That reaction makes sense. Cheese gives you salt, fat, acidity, smell, texture, stretch and memory all at once. Dairy cheese gets those qualities from milk proteins, dairy fat, fermentation and ageing. Vegan cheese has to build a similar experience from plants, oils, starches, cultures and flavourings.

That is why vegan cheese can feel clever and frustrating at the same time. It may look like cheese, sit in the same part of a meal and melt under a grill, while still tasting noticeably different.

The question is why people judge it so differently.
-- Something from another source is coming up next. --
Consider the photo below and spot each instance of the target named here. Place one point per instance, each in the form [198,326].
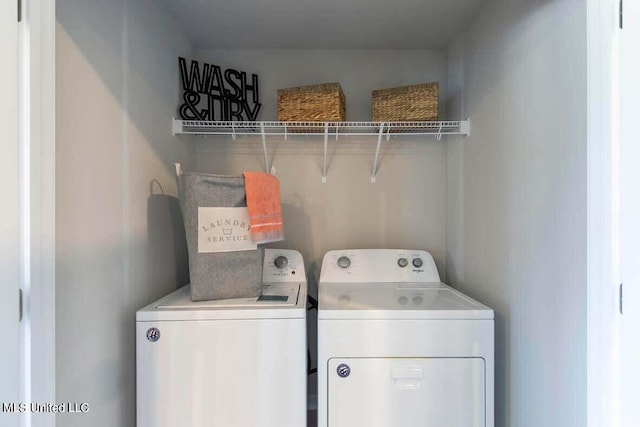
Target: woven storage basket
[316,103]
[405,104]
When people say vegan cheese tastes strange, they often react to a mismatch. Their brain expects dairy cheese, but their mouth gets a plant-based food trying to do a similar job.

Taste buds detect basic signals such as saltiness, sweetness, sourness, bitterness and umami. Flavour also depends on smell, texture, temperature and mouthfeel. You can read more about how taste and smell work.

This matters because cheese has a strong sensory pattern. It can taste salty, fatty, tangy, savoury, creamy, stretchy and slightly funky. If someone has eaten dairy cheese for years, that pattern becomes familiar.

A vegan slice may deliver salt, fat and softness, while missing the exact dairy aroma, bite or stretch someone expected. That gap can make the first bite feel wrong, even when the product works well.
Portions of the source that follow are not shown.